Chip Oliver

No. 56
- Position: Linebacker

Personal information
- Born: April 24, 1944 (age 82) Winona, Mississippi, U.S.
- Listed height: 6 ft 2 in (1.88 m)
- Listed weight: 220 lb (100 kg)

Career information
- High school: Hoover (San Diego, California)
- College: USC (1966–1967)
- NFL draft: 1968: 11th round, 298th overall pick

Career history
- Oakland Raiders (1968–1969);

Career AFL statistics
- Fumble recoveries: 2
- Interceptions: 1
- Touchdowns: 1
- Sacks: 3
- Stats at Pro Football Reference

= Chip Oliver =

American football player (born 1944)

Chip Oliver (born April 24, 1944) is an American former professional football player who was a linebacker for the Oakland Raiders of the American Football League (AFL) from 1968 to 1969. He played college football for the USC Trojans.
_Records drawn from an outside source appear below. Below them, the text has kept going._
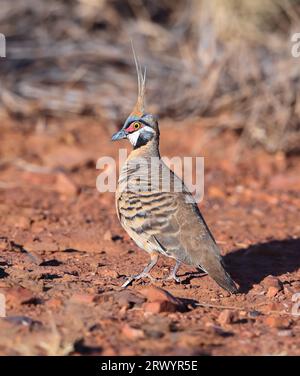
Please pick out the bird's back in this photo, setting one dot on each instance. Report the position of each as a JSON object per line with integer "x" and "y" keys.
{"x": 164, "y": 217}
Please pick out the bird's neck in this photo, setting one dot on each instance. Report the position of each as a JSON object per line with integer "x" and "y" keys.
{"x": 150, "y": 149}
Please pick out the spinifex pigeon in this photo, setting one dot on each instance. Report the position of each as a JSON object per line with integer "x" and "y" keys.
{"x": 160, "y": 219}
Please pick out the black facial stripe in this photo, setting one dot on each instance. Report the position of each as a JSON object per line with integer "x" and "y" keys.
{"x": 139, "y": 121}
{"x": 143, "y": 139}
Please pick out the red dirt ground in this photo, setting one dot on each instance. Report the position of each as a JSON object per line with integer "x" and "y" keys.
{"x": 64, "y": 254}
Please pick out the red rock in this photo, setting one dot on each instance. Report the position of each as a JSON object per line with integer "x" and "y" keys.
{"x": 18, "y": 295}
{"x": 216, "y": 192}
{"x": 160, "y": 300}
{"x": 64, "y": 185}
{"x": 82, "y": 298}
{"x": 109, "y": 273}
{"x": 154, "y": 294}
{"x": 277, "y": 322}
{"x": 107, "y": 235}
{"x": 132, "y": 333}
{"x": 226, "y": 317}
{"x": 273, "y": 291}
{"x": 54, "y": 303}
{"x": 160, "y": 306}
{"x": 271, "y": 281}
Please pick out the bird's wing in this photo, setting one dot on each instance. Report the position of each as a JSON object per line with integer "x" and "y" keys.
{"x": 171, "y": 222}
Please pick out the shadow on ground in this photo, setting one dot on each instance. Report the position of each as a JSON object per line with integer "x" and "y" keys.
{"x": 251, "y": 265}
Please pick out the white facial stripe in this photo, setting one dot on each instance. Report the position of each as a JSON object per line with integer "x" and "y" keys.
{"x": 148, "y": 129}
{"x": 133, "y": 137}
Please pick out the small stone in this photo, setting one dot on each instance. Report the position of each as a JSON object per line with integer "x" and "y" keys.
{"x": 109, "y": 273}
{"x": 107, "y": 235}
{"x": 226, "y": 317}
{"x": 277, "y": 322}
{"x": 160, "y": 306}
{"x": 271, "y": 281}
{"x": 153, "y": 294}
{"x": 160, "y": 300}
{"x": 128, "y": 298}
{"x": 82, "y": 298}
{"x": 54, "y": 303}
{"x": 285, "y": 333}
{"x": 273, "y": 291}
{"x": 64, "y": 185}
{"x": 18, "y": 295}
{"x": 132, "y": 333}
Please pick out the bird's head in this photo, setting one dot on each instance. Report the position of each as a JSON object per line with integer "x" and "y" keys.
{"x": 140, "y": 127}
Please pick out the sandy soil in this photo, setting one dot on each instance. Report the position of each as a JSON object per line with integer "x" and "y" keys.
{"x": 64, "y": 256}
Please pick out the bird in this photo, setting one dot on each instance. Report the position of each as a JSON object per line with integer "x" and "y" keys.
{"x": 159, "y": 219}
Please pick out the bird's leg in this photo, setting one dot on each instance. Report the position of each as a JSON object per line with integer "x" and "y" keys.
{"x": 173, "y": 272}
{"x": 145, "y": 272}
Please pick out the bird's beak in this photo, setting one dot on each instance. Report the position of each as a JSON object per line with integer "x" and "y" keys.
{"x": 119, "y": 135}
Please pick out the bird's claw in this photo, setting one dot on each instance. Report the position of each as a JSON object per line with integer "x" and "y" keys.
{"x": 136, "y": 277}
{"x": 172, "y": 277}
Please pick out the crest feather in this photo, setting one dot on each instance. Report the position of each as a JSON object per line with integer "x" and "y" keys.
{"x": 141, "y": 77}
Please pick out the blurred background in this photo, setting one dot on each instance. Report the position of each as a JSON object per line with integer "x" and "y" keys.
{"x": 226, "y": 61}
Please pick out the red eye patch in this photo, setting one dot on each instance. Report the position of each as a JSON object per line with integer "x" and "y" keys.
{"x": 133, "y": 127}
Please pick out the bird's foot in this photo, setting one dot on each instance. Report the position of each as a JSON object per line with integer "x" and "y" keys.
{"x": 136, "y": 277}
{"x": 172, "y": 277}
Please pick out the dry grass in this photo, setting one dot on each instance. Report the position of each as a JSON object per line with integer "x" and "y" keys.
{"x": 227, "y": 60}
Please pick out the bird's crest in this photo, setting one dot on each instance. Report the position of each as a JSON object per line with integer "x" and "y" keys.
{"x": 138, "y": 109}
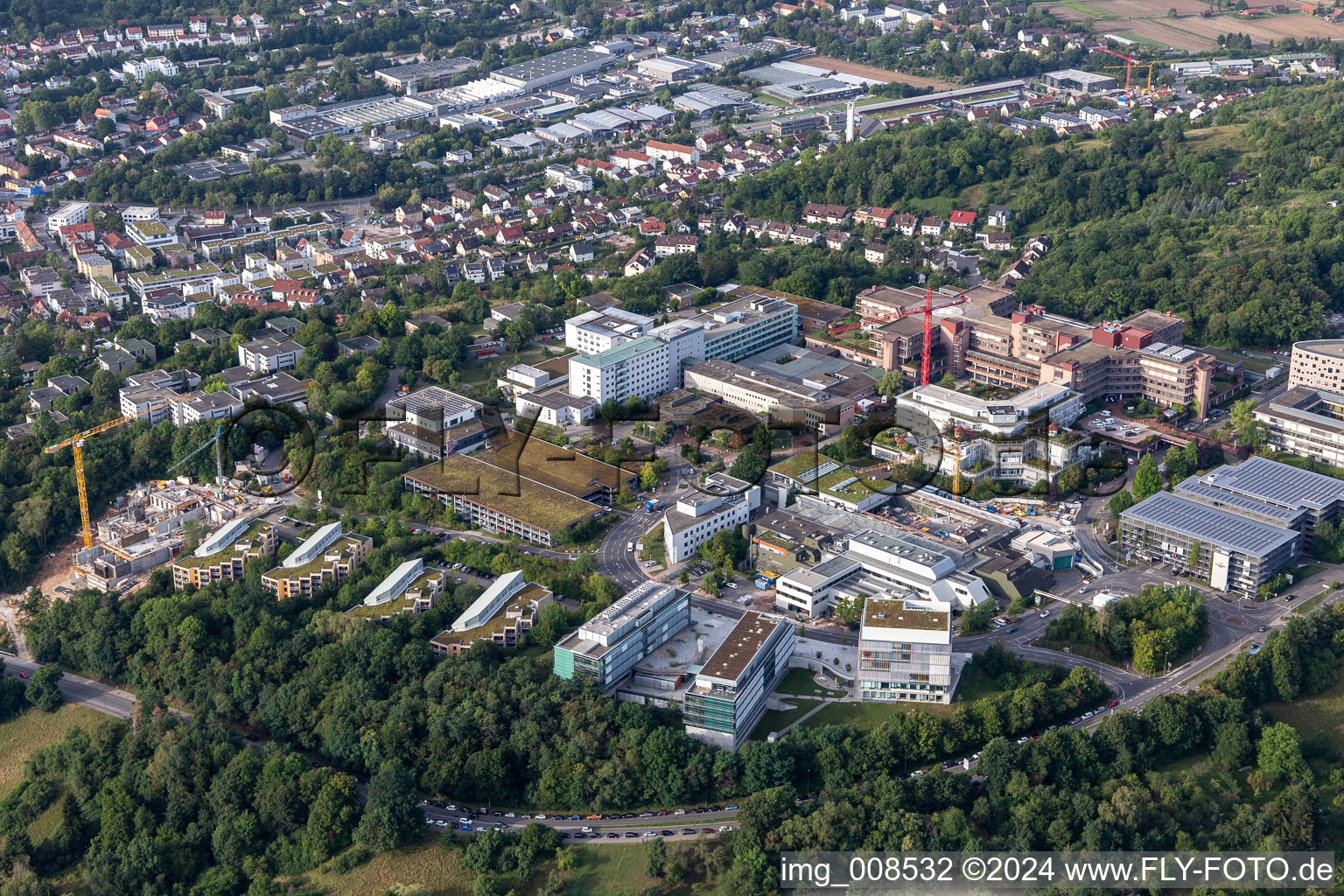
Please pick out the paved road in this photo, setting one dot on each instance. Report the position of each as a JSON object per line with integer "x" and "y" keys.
{"x": 94, "y": 695}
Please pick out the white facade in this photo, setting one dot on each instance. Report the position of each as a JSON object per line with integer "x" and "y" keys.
{"x": 1045, "y": 403}
{"x": 138, "y": 213}
{"x": 269, "y": 356}
{"x": 66, "y": 215}
{"x": 696, "y": 517}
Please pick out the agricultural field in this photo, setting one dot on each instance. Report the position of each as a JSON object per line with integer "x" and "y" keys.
{"x": 1145, "y": 22}
{"x": 875, "y": 74}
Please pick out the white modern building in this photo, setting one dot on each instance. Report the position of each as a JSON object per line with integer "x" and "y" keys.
{"x": 66, "y": 215}
{"x": 411, "y": 587}
{"x": 724, "y": 502}
{"x": 269, "y": 356}
{"x": 1318, "y": 363}
{"x": 875, "y": 564}
{"x": 434, "y": 422}
{"x": 598, "y": 331}
{"x": 905, "y": 649}
{"x": 1042, "y": 404}
{"x": 730, "y": 692}
{"x": 486, "y": 606}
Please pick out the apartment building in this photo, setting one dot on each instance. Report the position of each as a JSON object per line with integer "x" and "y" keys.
{"x": 411, "y": 587}
{"x": 437, "y": 422}
{"x": 905, "y": 649}
{"x": 606, "y": 648}
{"x": 225, "y": 555}
{"x": 326, "y": 557}
{"x": 269, "y": 355}
{"x": 721, "y": 504}
{"x": 1319, "y": 364}
{"x": 729, "y": 695}
{"x": 1306, "y": 422}
{"x": 598, "y": 331}
{"x": 785, "y": 402}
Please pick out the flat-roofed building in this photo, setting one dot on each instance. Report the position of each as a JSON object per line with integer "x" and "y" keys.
{"x": 225, "y": 555}
{"x": 1278, "y": 494}
{"x": 721, "y": 504}
{"x": 551, "y": 69}
{"x": 606, "y": 648}
{"x": 875, "y": 562}
{"x": 269, "y": 355}
{"x": 411, "y": 587}
{"x": 905, "y": 649}
{"x": 326, "y": 557}
{"x": 782, "y": 401}
{"x": 730, "y": 692}
{"x": 501, "y": 615}
{"x": 1318, "y": 363}
{"x": 1228, "y": 549}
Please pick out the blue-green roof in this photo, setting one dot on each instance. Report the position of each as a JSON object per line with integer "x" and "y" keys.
{"x": 620, "y": 352}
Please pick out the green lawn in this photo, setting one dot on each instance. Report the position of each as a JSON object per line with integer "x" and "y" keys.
{"x": 1323, "y": 713}
{"x": 1311, "y": 604}
{"x": 781, "y": 719}
{"x": 612, "y": 871}
{"x": 437, "y": 868}
{"x": 34, "y": 730}
{"x": 1138, "y": 38}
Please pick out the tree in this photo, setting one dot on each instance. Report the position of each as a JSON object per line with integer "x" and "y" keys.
{"x": 1148, "y": 481}
{"x": 648, "y": 477}
{"x": 892, "y": 383}
{"x": 43, "y": 688}
{"x": 391, "y": 817}
{"x": 1231, "y": 746}
{"x": 1175, "y": 464}
{"x": 1280, "y": 754}
{"x": 850, "y": 610}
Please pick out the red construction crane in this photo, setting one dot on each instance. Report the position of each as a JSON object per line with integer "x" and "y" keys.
{"x": 924, "y": 364}
{"x": 1130, "y": 63}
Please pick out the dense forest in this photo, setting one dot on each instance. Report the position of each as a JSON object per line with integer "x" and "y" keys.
{"x": 371, "y": 697}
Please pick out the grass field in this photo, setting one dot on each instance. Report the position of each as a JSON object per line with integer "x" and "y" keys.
{"x": 799, "y": 682}
{"x": 34, "y": 730}
{"x": 781, "y": 719}
{"x": 1146, "y": 22}
{"x": 1323, "y": 713}
{"x": 436, "y": 868}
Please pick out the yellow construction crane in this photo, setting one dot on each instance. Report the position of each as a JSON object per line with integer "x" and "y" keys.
{"x": 1126, "y": 69}
{"x": 75, "y": 444}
Oliver became a starter with the Raiders in 1968. He quit the team in 1970 to join One World Family of the Messiah's World Crusade. He wanted to, but was unable to return to the team in 1971.

Oliver played the son-in-law Richard in "Those Were the Days," a 1969 television pilot which was the second attempt to start a sitcom eventually titled All in the Family.

Oliver was also the author of the 1971 book High for the Game: From Football Gladiator to Hippie, a Former Southern Cal and Oakland Raider Linebacker Tells All. In a commentary on the book, Todd Tobias says "Oliver blasts professional football for treating players as pieces of meat, pumping them full of pain-numbing drugs and amphetamines, and then discarding them like common garbage when they can no longer sustain high levels of play on the field. In a way, Oliver was ahead of his time in his beliefs, and willingness to vocalize them." But that Oliver "loses vast amounts of credibility when he describes attending practices high on mescaline, advocates the use of LSD, and talks about smoking enormous amounts of marijuana."